Should I just disable Norton AntiVirus, Norton Internet Security, or both? Should I remove these programs or just disable them?

Thanks!!


----------



## JohnWill (Oct 19, 2002)

Well, I dumped them alltogether. NIS was a real bad actor, I've had two clients that had problems that could only be resolved by totally removing NIS from their machines.


----------



## Mike46 (Jul 6, 2005)

Norton Internet Security 2004 was one of the worst products they ever put out, I do like Norton I use it on all 3 of my computers. I purchased Norton 2006 just the anti virus and have nothing but good things to say about it, they added some good features to this version including some anti spyware. Don't waste your money on the system works version or the Internet security version. If you are going to dump Norton 2004 remove it from your computer and reboot. Good Luck

If you really want a free anti virus program I have used this in the past and had good luck with it.

AntiVir® PersonalEdition Classic
for Windows 98/Me/NT/2000/XP 
Linux/FreeBSD/Solaris

http://www.free-av.com/​


----------



## mledbetter22 (Dec 16, 2005)

In order to totally remove all of my Norton programs, should I just go to contol panel, add/remove programs and do it that way?


----------



## JohnWill (Oct 19, 2002)

That's the first step, if that doesn't work, Symantec has "removal programs" to attempt to finish the task.

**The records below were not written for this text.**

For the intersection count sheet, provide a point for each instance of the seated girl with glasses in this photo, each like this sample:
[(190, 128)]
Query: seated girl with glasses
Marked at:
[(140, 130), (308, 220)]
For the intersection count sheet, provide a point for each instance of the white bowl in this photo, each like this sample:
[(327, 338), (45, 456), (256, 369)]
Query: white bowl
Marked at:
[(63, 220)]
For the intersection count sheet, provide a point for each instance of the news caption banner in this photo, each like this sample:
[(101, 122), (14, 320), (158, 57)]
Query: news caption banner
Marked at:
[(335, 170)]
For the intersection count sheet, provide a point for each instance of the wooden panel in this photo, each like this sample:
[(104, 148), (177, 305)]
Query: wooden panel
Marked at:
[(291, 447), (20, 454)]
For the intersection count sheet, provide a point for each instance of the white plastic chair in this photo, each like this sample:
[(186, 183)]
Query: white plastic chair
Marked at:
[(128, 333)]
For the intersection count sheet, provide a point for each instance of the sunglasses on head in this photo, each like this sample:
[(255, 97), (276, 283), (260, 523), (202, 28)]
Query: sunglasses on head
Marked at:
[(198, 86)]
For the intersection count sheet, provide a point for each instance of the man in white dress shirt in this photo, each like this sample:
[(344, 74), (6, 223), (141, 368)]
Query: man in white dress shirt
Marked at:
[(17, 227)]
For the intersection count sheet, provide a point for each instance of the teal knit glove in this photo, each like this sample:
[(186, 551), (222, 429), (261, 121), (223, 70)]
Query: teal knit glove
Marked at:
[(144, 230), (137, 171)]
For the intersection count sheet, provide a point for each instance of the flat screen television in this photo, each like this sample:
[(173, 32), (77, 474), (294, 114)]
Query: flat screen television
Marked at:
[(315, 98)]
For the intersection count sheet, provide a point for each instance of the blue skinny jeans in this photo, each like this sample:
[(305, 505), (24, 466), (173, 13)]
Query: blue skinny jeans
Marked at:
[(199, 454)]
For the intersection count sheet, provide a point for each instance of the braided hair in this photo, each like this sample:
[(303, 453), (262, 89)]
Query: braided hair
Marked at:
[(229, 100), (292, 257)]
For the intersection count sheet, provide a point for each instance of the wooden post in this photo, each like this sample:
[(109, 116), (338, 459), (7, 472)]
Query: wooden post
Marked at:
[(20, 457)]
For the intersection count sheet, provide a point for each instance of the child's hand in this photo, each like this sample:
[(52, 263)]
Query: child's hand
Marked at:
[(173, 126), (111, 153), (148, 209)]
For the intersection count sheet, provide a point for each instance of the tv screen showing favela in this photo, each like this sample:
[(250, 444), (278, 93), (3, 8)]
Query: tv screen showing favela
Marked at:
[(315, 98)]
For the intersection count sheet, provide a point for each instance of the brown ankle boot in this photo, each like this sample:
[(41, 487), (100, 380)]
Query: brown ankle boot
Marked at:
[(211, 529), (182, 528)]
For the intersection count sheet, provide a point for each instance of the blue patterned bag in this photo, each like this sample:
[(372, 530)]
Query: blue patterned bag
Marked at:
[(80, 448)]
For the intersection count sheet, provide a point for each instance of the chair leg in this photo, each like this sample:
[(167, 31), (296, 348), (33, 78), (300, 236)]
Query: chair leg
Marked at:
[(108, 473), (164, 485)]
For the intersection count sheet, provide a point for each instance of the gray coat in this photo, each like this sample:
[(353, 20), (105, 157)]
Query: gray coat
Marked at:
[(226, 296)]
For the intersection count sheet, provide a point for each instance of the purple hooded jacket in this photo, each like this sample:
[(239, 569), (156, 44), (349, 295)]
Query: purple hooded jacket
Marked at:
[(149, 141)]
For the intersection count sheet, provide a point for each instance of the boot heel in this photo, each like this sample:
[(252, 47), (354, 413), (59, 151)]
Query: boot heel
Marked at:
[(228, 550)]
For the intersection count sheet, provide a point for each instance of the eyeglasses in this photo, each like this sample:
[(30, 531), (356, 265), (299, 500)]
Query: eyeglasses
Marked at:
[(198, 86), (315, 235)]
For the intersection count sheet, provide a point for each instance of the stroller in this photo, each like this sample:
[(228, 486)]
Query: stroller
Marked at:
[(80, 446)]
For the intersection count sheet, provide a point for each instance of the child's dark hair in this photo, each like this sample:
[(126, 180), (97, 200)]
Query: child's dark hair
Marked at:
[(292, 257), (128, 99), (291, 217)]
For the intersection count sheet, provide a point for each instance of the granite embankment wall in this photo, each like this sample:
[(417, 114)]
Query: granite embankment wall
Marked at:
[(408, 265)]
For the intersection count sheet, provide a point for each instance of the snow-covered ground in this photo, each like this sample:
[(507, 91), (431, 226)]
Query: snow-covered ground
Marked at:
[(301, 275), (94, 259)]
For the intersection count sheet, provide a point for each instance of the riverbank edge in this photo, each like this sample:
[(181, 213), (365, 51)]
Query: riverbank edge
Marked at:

The fact that they need "removal programs" for this task should tell you something.


----------



## systempunk (Aug 29, 2005)

i have the same liveupdate problems so i went and got the NAV2006 removal program and i removed it. i never even thought about using it again.


----------



## supersam (Mar 28, 2006)

Hi,

It could be the Trojan.Abwiz.F.

Go to the symantec site (www.symantec.com). At the top right hand side part, you will find the Search box that says "Search all of Symantec"..and type "LU1875" without the quotes. Click on the result found and follow instructions.

Sam.


----------



## Markov Zorro (Mar 28, 2006)

I started getting this error on March 6, 2006. I did a google search on LU1875 and found a Symantec page indicating that the cause was the presence of a trojan on my machine. I downloaded the Trojan.Abwiz Removal Tool and ran it as directed. The Removal Tool came back with the answer that Trojan.Abwiz was NOT found on my C:\ drive. Live Update still fails with LU1875.:down:


----------



## Markov Zorro (Mar 28, 2006)

A bold alternative: Some more digging led me to this option to Live Update, manually loading the latest virus dat file. 
Follow the instructions for Intelligent Updater: 
At http://service1.symantec.com/SUPPOR...ExpandSection=1
It worked.  
Now on to the endless virus scan.


----------



## Uriel-TOF (Mar 18, 2006)

Yes,

Symantec gives you three options to try.

Option 1
You may see the LU1875 error message if your computer is infected by the Trojan.Abwiz.F threat. Download this and run it. If this doesn't work, try option 2.

Option 2
Automatically download virus definitions with the Intelligent Updater. According to Symantec, you can only run this tool using Internet Explorer so you will have to quit using Firefox and bring the IE browser out of retirement for a moment. Click here and follow instructions.

Option 3
Manually download virus definitions with the Intelligent Updater. Click here and follow instructions.

Goodluck.


----------



## johnstar (Mar 30, 2006)

I also ran the trojan tool and it did NOT find anything. I then manually updated the definitions, and although my definitions are now up to date - live update is STILL returning the LU1875 error. 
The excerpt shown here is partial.